Le succès de cette « sérénade » dépasse toutes les espérances ! Dans un récit coloré titré « Journées d’insurrection », La Sentinelle du 21 mai raconte par le menu, sur une page entière, cette « prise de la Bastille à La Chaux-de-Fonds ». Proclamant que « le peuple ne peut plus tolérer qu’on enferme des gens honnêtes tandis que des accapareurs, des spéculateurs, des voleurs qui nous affament courent librement les rues », les centaines de manifestants rassemblés devant la prison de la Promenade exigent la libération immédiate de leur héros.
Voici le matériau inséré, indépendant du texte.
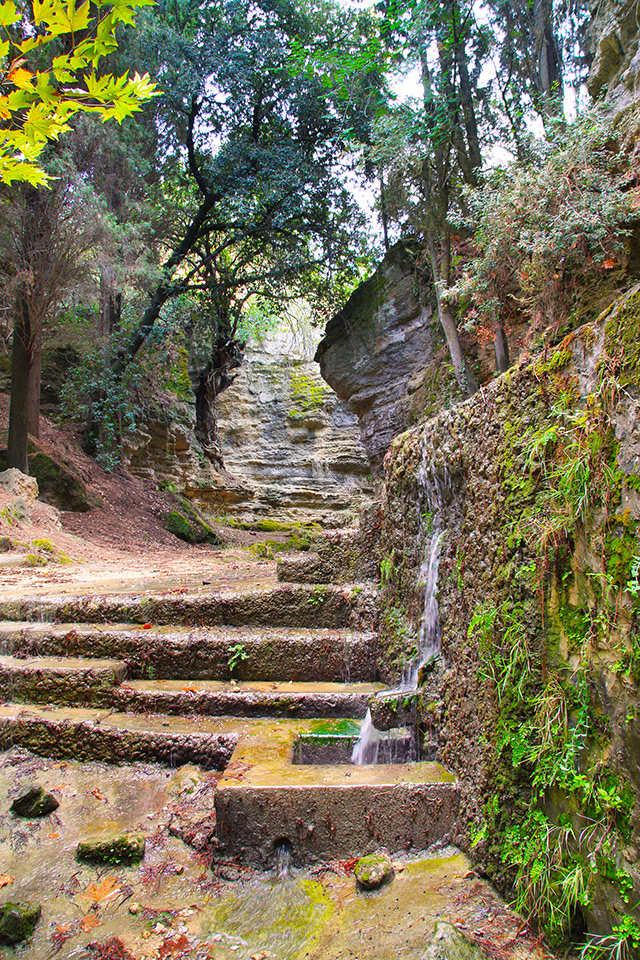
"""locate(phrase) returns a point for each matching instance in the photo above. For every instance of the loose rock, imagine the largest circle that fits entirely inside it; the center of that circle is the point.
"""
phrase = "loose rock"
(126, 849)
(18, 921)
(448, 943)
(373, 871)
(35, 802)
(19, 484)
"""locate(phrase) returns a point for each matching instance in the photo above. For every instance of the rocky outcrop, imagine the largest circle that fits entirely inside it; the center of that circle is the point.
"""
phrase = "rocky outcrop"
(287, 440)
(534, 487)
(615, 72)
(376, 351)
(286, 446)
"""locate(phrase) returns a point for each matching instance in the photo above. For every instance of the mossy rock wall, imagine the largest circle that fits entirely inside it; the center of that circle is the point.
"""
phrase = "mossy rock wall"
(535, 482)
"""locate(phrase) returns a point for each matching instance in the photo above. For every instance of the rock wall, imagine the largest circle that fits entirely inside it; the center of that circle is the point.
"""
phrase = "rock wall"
(287, 438)
(289, 450)
(377, 353)
(535, 484)
(615, 72)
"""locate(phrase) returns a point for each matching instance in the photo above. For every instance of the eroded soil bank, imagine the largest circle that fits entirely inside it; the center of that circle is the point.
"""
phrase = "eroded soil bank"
(180, 903)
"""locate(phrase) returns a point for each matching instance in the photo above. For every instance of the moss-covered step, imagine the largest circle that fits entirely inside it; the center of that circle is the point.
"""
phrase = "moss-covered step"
(242, 653)
(324, 812)
(83, 734)
(257, 699)
(59, 680)
(286, 605)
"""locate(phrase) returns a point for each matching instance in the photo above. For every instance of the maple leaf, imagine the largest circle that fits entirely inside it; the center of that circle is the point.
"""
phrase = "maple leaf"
(174, 948)
(107, 889)
(89, 921)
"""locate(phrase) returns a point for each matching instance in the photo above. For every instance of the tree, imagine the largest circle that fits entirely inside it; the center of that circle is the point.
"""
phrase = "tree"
(52, 51)
(261, 213)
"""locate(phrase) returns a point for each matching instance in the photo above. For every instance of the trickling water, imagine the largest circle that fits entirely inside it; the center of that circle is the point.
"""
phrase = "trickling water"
(365, 750)
(283, 859)
(429, 636)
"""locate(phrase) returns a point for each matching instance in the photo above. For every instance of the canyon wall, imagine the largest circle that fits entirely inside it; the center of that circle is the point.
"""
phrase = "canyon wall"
(535, 484)
(289, 449)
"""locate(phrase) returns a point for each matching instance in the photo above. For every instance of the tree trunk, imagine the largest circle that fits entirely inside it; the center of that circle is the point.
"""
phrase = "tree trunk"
(464, 376)
(33, 392)
(501, 347)
(110, 303)
(22, 376)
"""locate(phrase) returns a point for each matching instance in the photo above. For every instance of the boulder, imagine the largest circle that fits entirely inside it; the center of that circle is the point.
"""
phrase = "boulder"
(18, 484)
(373, 871)
(17, 921)
(187, 524)
(34, 802)
(128, 848)
(448, 943)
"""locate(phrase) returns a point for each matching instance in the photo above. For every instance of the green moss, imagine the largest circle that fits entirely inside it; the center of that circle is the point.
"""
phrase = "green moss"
(119, 850)
(307, 392)
(622, 342)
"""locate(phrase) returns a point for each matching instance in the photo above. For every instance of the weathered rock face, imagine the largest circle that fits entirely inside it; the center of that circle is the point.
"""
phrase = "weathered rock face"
(287, 440)
(376, 351)
(616, 65)
(287, 447)
(536, 488)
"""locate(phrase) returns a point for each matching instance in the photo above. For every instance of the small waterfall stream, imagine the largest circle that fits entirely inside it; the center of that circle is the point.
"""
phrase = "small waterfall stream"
(434, 490)
(365, 750)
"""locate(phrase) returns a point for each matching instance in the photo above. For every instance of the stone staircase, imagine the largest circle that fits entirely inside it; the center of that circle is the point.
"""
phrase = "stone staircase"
(234, 680)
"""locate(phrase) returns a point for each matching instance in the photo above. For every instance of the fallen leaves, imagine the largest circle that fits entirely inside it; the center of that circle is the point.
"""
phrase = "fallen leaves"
(174, 948)
(107, 889)
(89, 922)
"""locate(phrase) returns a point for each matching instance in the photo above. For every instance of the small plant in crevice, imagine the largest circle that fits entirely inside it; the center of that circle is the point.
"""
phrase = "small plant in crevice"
(236, 655)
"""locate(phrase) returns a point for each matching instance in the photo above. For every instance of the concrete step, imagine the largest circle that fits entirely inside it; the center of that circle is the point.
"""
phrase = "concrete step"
(213, 698)
(286, 605)
(59, 680)
(270, 654)
(85, 734)
(264, 800)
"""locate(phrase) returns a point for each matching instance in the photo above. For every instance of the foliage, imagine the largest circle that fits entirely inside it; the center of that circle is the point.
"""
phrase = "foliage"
(549, 235)
(236, 655)
(37, 104)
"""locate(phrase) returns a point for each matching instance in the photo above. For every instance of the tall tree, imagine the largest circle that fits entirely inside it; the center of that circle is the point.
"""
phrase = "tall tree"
(261, 212)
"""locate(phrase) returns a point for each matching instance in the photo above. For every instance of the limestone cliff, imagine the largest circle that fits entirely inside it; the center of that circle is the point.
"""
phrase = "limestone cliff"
(535, 486)
(615, 72)
(377, 352)
(288, 439)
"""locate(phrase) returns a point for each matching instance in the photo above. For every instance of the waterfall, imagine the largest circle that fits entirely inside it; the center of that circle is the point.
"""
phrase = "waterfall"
(433, 490)
(365, 750)
(429, 636)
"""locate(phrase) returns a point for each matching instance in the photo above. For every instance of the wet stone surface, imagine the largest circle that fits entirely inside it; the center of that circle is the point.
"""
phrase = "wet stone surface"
(180, 903)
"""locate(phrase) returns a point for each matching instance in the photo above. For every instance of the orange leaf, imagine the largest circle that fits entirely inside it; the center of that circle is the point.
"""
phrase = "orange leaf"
(107, 889)
(89, 921)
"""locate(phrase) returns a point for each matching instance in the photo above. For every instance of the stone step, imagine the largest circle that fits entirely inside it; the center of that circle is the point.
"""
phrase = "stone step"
(264, 800)
(85, 734)
(286, 605)
(59, 680)
(213, 698)
(270, 654)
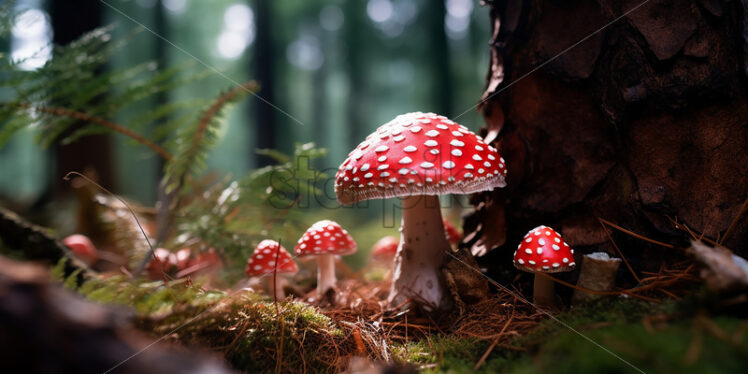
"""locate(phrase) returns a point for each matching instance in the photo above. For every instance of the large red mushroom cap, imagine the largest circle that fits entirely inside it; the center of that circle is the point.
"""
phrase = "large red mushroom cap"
(543, 250)
(325, 238)
(82, 247)
(263, 260)
(453, 236)
(419, 154)
(385, 249)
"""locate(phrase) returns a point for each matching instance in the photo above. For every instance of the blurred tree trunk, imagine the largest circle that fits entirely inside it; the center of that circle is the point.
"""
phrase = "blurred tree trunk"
(641, 122)
(354, 39)
(70, 20)
(441, 84)
(263, 60)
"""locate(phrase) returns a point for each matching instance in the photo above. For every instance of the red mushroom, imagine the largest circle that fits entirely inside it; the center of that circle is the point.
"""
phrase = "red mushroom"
(82, 247)
(453, 236)
(181, 259)
(384, 249)
(268, 258)
(419, 156)
(325, 239)
(543, 251)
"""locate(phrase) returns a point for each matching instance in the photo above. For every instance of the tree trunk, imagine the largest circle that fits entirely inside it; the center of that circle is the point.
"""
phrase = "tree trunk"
(70, 20)
(264, 60)
(642, 122)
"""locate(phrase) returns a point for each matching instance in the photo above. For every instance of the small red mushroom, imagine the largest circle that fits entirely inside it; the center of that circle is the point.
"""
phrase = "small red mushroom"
(181, 259)
(384, 249)
(418, 156)
(325, 239)
(453, 236)
(82, 247)
(269, 259)
(544, 251)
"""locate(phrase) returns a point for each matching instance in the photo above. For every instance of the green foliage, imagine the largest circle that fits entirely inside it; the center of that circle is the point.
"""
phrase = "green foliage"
(233, 215)
(146, 297)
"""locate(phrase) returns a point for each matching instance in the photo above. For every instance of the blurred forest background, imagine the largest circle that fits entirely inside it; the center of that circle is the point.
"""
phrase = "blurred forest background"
(334, 70)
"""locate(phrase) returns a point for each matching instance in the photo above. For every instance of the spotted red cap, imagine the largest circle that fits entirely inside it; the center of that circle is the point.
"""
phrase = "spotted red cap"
(419, 154)
(543, 250)
(264, 258)
(453, 236)
(385, 248)
(325, 238)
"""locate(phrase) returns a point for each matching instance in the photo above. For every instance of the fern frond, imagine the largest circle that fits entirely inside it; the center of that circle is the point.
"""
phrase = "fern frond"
(194, 142)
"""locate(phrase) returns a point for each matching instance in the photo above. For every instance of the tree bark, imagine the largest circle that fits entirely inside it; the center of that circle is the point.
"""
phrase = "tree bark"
(642, 122)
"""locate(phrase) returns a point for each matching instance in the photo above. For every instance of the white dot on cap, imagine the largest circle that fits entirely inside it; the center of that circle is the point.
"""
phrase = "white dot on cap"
(427, 165)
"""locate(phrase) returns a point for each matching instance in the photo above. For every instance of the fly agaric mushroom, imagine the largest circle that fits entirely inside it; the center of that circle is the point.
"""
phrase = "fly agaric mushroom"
(453, 236)
(270, 257)
(419, 156)
(325, 239)
(543, 251)
(82, 247)
(384, 249)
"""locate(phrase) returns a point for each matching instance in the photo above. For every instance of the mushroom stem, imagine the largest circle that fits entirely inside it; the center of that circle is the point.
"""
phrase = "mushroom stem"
(543, 293)
(420, 254)
(278, 292)
(325, 273)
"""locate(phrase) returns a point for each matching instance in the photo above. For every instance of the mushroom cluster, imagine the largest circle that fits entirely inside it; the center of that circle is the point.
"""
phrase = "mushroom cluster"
(543, 250)
(325, 240)
(419, 156)
(271, 262)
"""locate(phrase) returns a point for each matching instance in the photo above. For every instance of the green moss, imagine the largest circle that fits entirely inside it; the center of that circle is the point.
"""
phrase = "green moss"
(683, 346)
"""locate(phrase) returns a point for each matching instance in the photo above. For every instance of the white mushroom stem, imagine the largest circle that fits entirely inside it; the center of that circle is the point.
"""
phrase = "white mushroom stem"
(325, 274)
(543, 292)
(275, 286)
(420, 255)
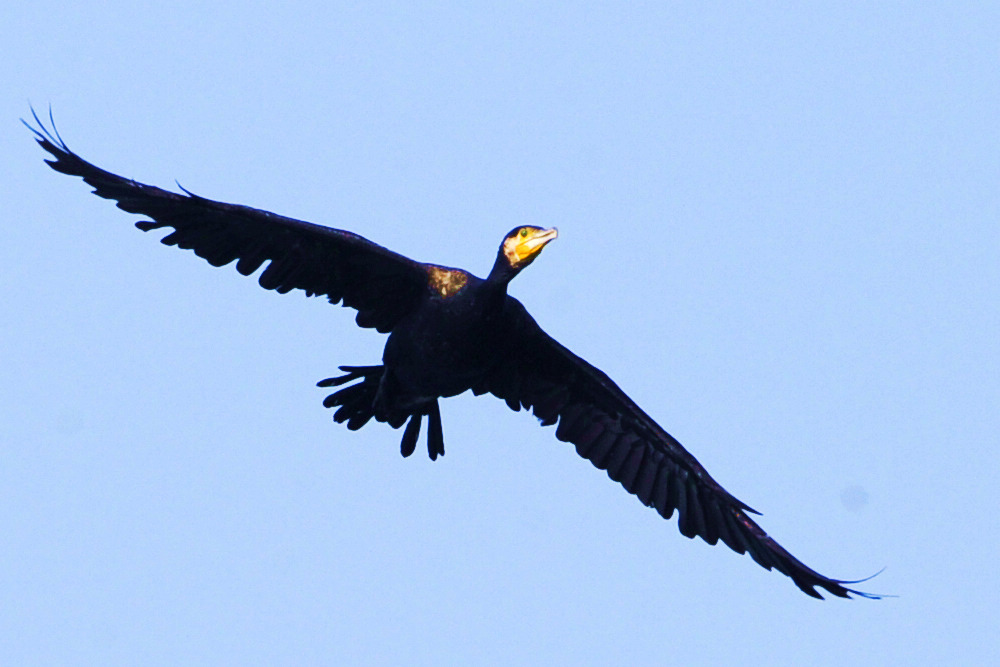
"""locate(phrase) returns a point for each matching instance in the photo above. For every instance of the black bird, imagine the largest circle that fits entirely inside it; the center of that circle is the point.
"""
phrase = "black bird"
(449, 332)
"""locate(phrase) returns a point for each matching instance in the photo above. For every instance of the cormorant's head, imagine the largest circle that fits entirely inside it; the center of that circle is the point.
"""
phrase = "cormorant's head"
(523, 244)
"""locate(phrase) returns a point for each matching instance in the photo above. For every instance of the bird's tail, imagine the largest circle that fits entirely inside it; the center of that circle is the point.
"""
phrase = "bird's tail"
(356, 405)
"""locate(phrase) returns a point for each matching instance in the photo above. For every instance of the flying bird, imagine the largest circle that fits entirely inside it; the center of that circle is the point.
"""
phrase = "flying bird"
(450, 332)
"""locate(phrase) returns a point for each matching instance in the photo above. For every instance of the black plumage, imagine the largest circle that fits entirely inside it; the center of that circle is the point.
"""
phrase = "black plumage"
(449, 332)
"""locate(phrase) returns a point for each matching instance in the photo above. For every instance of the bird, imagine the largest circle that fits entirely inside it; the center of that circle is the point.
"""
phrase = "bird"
(449, 332)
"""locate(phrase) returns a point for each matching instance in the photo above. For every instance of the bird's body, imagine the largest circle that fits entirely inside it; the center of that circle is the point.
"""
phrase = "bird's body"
(450, 332)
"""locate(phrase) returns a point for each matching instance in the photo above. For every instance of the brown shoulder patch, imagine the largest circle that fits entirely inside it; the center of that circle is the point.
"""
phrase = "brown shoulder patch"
(446, 282)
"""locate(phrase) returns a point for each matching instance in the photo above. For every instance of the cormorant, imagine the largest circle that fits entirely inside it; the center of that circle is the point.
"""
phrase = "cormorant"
(449, 332)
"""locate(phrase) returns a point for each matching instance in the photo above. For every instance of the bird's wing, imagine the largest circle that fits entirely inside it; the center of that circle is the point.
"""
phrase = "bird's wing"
(380, 284)
(614, 433)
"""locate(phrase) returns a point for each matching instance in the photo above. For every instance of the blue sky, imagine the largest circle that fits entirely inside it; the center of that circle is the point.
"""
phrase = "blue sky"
(778, 233)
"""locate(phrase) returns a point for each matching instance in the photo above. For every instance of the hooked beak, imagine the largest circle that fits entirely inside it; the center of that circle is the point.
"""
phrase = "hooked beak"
(533, 245)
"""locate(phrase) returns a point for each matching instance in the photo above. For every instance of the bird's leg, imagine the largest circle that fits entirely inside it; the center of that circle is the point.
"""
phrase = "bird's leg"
(409, 442)
(435, 434)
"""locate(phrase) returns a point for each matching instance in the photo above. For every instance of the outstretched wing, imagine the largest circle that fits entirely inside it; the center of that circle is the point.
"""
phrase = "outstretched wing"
(380, 284)
(610, 430)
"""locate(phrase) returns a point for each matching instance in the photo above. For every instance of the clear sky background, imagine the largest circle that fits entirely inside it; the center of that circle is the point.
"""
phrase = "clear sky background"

Une délégation de six personnes, escortée par la foule qui chante L’Internationale, est désignée pour parlementer avec le préfet et les gendarmes qui se trouvent sur place. « Il y a dans l’air, écrit le chroniqueur, quelque chose de nouveau, d’inaccoutumé. Dans les propos, dans le regard des manifestants, dans les gestes, se lit une résolution inébranlable de reprendre le prisonnier ! »

Pour tenter de calmer la foule qui se fait de plus en plus menaçante, le préfet fait appel… à Graber en personne. Celui-ci exhorte ses camarades à ne pas aller plus loin, craignant qu’ils ne se soient engagés « dans une fausse voie ». Mais rien n’y fait et après encore une demi-heure de vains pourparlers, « les plus résolus passent à l’action » en enfonçant une première fenêtre avec un madrier. On téléphone au président du Conseil d’État, M. Pettavel, qui a convoqué en urgence une réunion du gouvernement. Une nouvelle fois, à la demande du préfet, Graber tente d’apaiser les manifestants en s’adressant à eux depuis une fenêtre de la prison. La foule « l’acclame frénétiquement », agitant les chapeaux et tapant des mains. « Ce sont d’inoubliables heures, poursuit le journal, car elles témoignent de tout ce qu’il y a à la fois de rancœur et de virilité dans l’âme prolétarienne. Il y a là des forces avec lesquelles il serait fou de jouer. »

Sans attendre que le Conseil d’État ait terminé sa délibération, les manifestants pénètrent en force dans la prison. « Le drapeau rouge est dans les corridors. Les femmes l’entourent et montrent toujours la même intrépide résolution, tandis que le groupe des gendarmes recule marche après marche. » On monte au premier étage, où se trouve la cellule de Graber. Ce dernier est littéralement « cueilli » par ses libérateurs. « Bientôt on le vit porté par de robustes épaules. Les mains se tendaient, les chapeaux s’agitaient et tous criaient ‘Bravo ! on l’a eu ! on l’a eu ! » Il est près de minuit mais La Persévérante est toujours là et « c’est donc un imposant cortège qui descend sur la place de l’Hôtel de Ville » puis se rend au Cercle ouvrier (alors à la rue du Premier-Mars 15), où Graber harangue ses partisans et les remercie d’avoir agi non pas pour lui mais « pour la liberté, … pour la justice compromises pendant les temps troublés que nous traversons ».

Le lendemain, dimanche 20 mai, une manifestation convoquée par le Parti socialiste est interdite par le Conseil d’État, qui a fait appel à l’armée pour mater « les rouges » de La Chaux-de-Fonds. Des centaines de soldats débar-quent avec armes, bagages et chevaux dans la cité ouvrière du Haut Jura et ce sont finalement 5000 troupiers qui occupent la ville ! Mais l’Affaire Graber ne fait que commencer.